One of our favourite aspects of staying in Selçuk was experiencing the Saturday market. As we ate breakfast on the pension porch, crates of lettuce were piled high and the road was transformed into stall after stall of fresh produce. Despite the proximity of Ephesus, Selçuk's economy remains primarily agricultural, and Saturday was clearly a big day for local growers. I bought half a kilo of fresh peas for 50p and enjoyed munching my way through them - something that's far too expensive to do in London!
While in Selçuk, we succumbed to spring colds, so our pace since then became a little slower and snufflier. We next headed to Pammukale, where we climbed calcium-covered hillsides for views over the travertines: natural white pools layered onto hillsides, that were once filled with bright blue water but have now largely dried up. They still made a stunning landscape and we spent several hours admiring the views and wandering amongst hilltop Hierapolis ruins.

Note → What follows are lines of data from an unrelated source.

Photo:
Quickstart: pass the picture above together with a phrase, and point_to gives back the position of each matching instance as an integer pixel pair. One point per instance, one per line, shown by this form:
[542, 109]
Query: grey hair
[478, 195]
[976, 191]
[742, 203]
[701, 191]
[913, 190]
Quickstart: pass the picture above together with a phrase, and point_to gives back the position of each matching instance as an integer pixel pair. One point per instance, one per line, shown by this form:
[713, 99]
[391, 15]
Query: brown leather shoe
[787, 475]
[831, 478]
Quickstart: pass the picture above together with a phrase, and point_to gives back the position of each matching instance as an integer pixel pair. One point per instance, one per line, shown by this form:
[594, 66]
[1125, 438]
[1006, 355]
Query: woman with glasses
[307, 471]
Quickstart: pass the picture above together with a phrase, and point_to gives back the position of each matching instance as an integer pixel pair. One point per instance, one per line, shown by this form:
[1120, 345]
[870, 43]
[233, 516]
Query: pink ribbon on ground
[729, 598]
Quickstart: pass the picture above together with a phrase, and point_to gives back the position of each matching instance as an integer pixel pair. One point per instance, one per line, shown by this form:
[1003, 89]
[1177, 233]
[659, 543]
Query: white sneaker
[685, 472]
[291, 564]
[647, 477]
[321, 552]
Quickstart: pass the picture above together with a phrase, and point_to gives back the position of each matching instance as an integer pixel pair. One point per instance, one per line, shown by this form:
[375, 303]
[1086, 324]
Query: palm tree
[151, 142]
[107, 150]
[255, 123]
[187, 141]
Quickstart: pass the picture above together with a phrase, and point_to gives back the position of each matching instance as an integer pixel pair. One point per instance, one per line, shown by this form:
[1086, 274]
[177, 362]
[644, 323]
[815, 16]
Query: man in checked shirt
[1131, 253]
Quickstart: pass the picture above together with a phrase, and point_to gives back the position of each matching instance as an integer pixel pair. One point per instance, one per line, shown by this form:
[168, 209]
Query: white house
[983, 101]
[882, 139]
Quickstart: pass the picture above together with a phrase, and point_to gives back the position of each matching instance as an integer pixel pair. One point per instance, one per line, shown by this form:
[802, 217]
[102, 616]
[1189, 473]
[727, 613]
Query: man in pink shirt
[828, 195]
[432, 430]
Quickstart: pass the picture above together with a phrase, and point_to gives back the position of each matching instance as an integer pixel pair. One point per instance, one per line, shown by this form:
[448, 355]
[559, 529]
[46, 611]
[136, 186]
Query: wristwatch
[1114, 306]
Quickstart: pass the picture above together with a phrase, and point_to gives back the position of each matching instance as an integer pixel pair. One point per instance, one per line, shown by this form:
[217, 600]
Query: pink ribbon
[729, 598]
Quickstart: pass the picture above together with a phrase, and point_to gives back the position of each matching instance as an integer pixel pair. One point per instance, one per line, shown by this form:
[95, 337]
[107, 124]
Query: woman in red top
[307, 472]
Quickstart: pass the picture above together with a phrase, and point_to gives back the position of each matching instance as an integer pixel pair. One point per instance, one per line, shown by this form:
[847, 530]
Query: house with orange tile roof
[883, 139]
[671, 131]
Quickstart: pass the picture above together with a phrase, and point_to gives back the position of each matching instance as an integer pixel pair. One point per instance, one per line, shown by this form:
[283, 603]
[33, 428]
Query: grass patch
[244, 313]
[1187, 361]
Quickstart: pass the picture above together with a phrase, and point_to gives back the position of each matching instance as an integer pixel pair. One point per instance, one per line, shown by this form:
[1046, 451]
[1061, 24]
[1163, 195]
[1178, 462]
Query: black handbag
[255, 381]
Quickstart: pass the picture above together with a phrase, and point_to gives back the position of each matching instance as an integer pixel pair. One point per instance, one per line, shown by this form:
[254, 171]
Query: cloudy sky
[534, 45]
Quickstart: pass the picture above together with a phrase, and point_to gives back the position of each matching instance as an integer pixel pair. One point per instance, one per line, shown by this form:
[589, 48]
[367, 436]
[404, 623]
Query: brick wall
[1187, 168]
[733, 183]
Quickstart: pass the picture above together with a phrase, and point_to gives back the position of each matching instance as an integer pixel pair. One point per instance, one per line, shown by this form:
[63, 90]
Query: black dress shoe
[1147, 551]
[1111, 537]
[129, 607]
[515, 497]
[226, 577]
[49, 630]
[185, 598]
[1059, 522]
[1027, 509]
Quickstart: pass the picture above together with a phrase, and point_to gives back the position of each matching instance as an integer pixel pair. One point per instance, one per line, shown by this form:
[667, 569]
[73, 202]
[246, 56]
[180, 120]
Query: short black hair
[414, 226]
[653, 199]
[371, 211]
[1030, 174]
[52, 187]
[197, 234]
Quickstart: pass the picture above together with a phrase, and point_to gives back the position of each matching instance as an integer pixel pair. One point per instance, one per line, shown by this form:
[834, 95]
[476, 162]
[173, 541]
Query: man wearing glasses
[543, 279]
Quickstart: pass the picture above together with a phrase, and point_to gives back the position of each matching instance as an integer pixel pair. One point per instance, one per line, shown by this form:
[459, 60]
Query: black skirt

Our final coastal stop was Antalya on the turqouise coast. By this time our colds had well and truly settled in, so we took things easy and recuperated. We strolled around the quaint old town and chilled out with drinks and panoramic harbour vistas at a clifftop cafe. We went to the beach and stumbled upon a couple of friendly English guys who had been our seatmates on the bus journey to Antalya and spent a couple of hours appreciating Antalya's stunning museum, with statues laid out in elegant rooms, helping us to imagine them as they once were. On our departure day, heavy rain set in, further encuraging us to hibernate at our pension before making the uninviting journey to the Otogar (central bus station) for our onward journey towards Cappadocia.